CHAPTER IV.

Socialism, Theoretic and Practical—Statements of the Leaders—Vengeance on the “Spitzels”—The Black Flag in the Streets—Resolutions in the Alarm—The Board of Trade Procession—Why it Failed—Experts on Anarchy—Parsons, Spies, Schwab and Fielden Outline their Belief—The International Platform—Why Communism Must Fail—A French Experiment and its Lesson—The Law of Averages—Extracts from the Anarchic Press—Preaching Murder—Dynamite or the Ballot-Box?—“The Reaction in America”—Plans for Street Fighting—Riot Drill and Tactics—Bakounine and the Social Revolution—Twenty-one Statements of an Anarchist’s Duty—Herways’ Formula—Predicting the Haymarket—The Lehr und Wehr Verein and the Supreme Court—The White Terror and the Red—Reinsdorf, the Father of Anarchy—His Association with Hoedel and Nobiling—Attempt to Assassinate the German Emperor—Reinsdorf at Berlin—His Desperate Plan—“Old Lehmann” and the Socialist’s Dagger—The Germania Monument—An Attempt to Kill the Whole Court—A Culvert Full of Dynamite—A Wet Fuse and no Explosion—Reinsdorf Condemned to Death—His Last Letters—Chicago Students of his Teachings—De Tocqueville and Socialism.

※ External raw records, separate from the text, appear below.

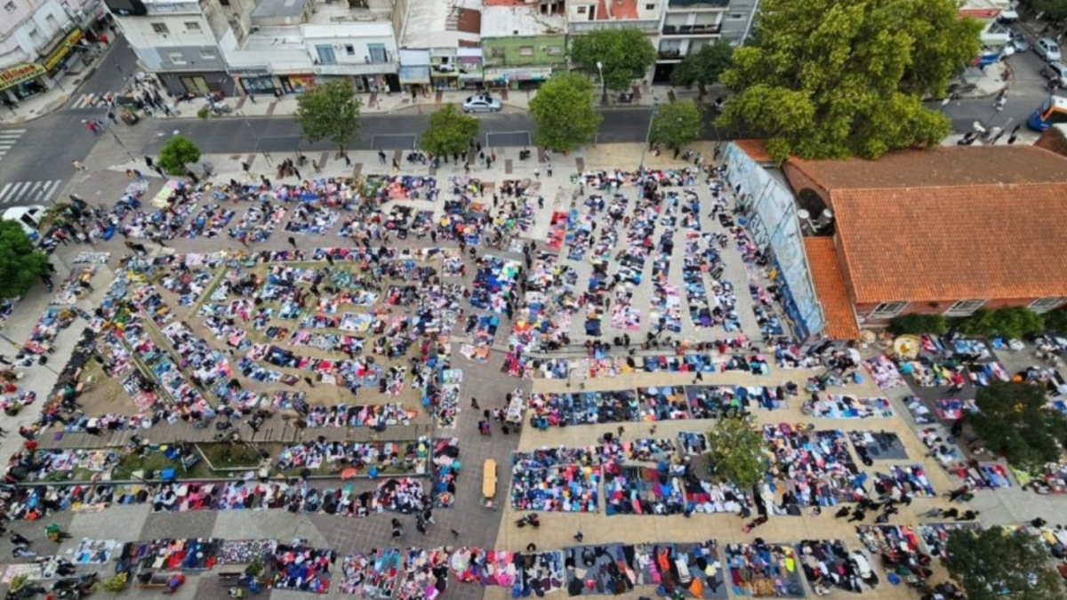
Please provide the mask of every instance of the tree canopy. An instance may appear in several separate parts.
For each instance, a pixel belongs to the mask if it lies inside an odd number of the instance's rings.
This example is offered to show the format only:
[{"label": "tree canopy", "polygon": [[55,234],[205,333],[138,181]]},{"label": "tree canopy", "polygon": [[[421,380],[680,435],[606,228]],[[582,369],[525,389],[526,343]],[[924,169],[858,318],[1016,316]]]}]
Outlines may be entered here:
[{"label": "tree canopy", "polygon": [[716,421],[707,433],[707,458],[720,480],[748,488],[767,472],[763,435],[745,419]]},{"label": "tree canopy", "polygon": [[1067,19],[1067,0],[1032,0],[1034,10],[1050,21]]},{"label": "tree canopy", "polygon": [[1031,473],[1060,460],[1067,416],[1046,405],[1042,386],[997,383],[980,389],[974,400],[978,411],[967,419],[989,451]]},{"label": "tree canopy", "polygon": [[671,85],[700,86],[700,97],[707,93],[707,86],[719,80],[727,68],[733,65],[733,46],[721,37],[714,44],[704,44],[700,50],[689,52],[670,74]]},{"label": "tree canopy", "polygon": [[537,124],[534,141],[553,152],[568,152],[592,142],[601,115],[593,110],[592,84],[576,73],[553,76],[530,100]]},{"label": "tree canopy", "polygon": [[669,102],[660,106],[652,120],[652,141],[672,148],[682,147],[699,140],[703,127],[704,114],[697,102]]},{"label": "tree canopy", "polygon": [[466,152],[471,138],[478,135],[478,117],[463,114],[448,102],[430,114],[430,125],[418,145],[433,155]]},{"label": "tree canopy", "polygon": [[924,97],[978,54],[982,26],[954,0],[765,0],[760,45],[737,48],[721,81],[722,127],[766,138],[776,160],[877,158],[951,131]]},{"label": "tree canopy", "polygon": [[18,298],[48,269],[17,221],[0,220],[0,298]]},{"label": "tree canopy", "polygon": [[625,92],[656,62],[656,48],[638,29],[600,29],[574,37],[571,60],[590,77],[600,76],[596,68],[600,62],[604,68],[604,84],[609,90]]},{"label": "tree canopy", "polygon": [[360,131],[362,107],[351,83],[331,79],[297,96],[297,122],[309,142],[330,140],[344,151]]},{"label": "tree canopy", "polygon": [[159,148],[156,164],[171,175],[185,175],[186,165],[200,160],[200,147],[185,136],[174,136]]},{"label": "tree canopy", "polygon": [[969,600],[1063,598],[1063,584],[1049,566],[1048,551],[1026,532],[953,530],[945,553],[945,568]]}]

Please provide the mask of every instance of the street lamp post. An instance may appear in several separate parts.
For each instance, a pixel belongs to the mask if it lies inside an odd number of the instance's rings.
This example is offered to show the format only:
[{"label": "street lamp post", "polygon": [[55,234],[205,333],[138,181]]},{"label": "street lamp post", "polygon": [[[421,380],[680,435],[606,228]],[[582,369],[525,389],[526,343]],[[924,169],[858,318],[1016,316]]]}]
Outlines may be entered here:
[{"label": "street lamp post", "polygon": [[601,104],[602,105],[606,105],[607,104],[607,81],[604,80],[604,63],[602,63],[600,61],[596,61],[596,70],[601,74],[601,89],[603,89],[603,92],[601,93]]},{"label": "street lamp post", "polygon": [[649,117],[649,130],[644,133],[644,145],[641,146],[641,163],[637,170],[644,171],[644,153],[649,152],[649,144],[652,143],[652,124],[656,122],[656,113],[659,112],[659,98],[652,96],[652,116]]}]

THE Constitution of the United States guarantees the right of free speech, free discussion and free assemblage. These are the cardinal doctrines of our free institutions. But when liberty is trenched upon to the extent of advocacy of revolutionary methods, subversion of law and order and the displacement of existing society, Socialism places itself beyond the pale of moral forces and arrays itself on the side of the freebooter, the bandit, the cut-throat and the traitor. Public measures and public men are open to the widest criticism consistent with truth, decency and justice, but differences of opinion are no more to be brought into harmony through blood than the settlement of private disputes is to be effected by means of the bludgeon, the knife or the bullet. The freedom of speech which is valuable either to the individual or to humanity is that which builds up, not destroys, society.

Now, what does Socialism, or Anarchy, precisely teach, and at what does it aim? It is true, there are two schools of Socialism—one conservative and the other radical to a sanguinary degree; one seeking a change in existing society and government through enlightenment, and the other the attainment of the same principles through force. But the conservatives form so small a portion of the Socialistic body that they cut no figure in the general direction and management of the organization; and so far as relates to the visible manifestations of that body, Socialism in the United States may be regarded as synonymous with Anarchy.

As I have shown, the ostensible object of the organization in Chicago, as elsewhere, at the outset, was peaceful, but the ulterior aim—the establishment of Socialism through force, when sufficiently powerful in numbers—has in later years clearly developed. The early Socialist orators only hinted at force as a possible factor in the social revolution they advocated, and it was reserved for the active agitators of the past ten years to boldly and openly proclaim for the methods of the Paris Commune.

Before proceeding to particulars as to the utterances of Anarchist leaders, the sources of their inspiration and their definition of Socialism, it may be well to advert to some incidents in connection with their movements as a revolutionary party. One incident specially worthy of mention was a meeting held at Mueller’s Hall, corner of Sedgwick Street and North Avenue, on the evening of January 12, 1885. It was a secret gathering, but, despite Socialistic vigilance, Officer Michael Hoffman managed to remain and quietly note the drift of the speeches. Parsons first took the floor, and said:

The Black Flag. From a Photograph.

Gentlemen, before we call this meeting to order, I want you to be sure that we are all right and all one. I want you to see if there are any reporters or policemen present. See if you can discover any spies. If you find any one here, you can do with him as you please, but my advice to you is, take him and strangle him and then throw him out of the window; then let the people think that the fellow fell out. And if you should give one of them a chance for his life, tell him, if he has any more notions to come to our meetings, he should first go to St. Michael’s Church, see the priest and prepare himself for death, say farewell to all his friends and family—and then let him enter. I want all these people to know that I am not afraid of them; I don’t like them, and let them stay away from me.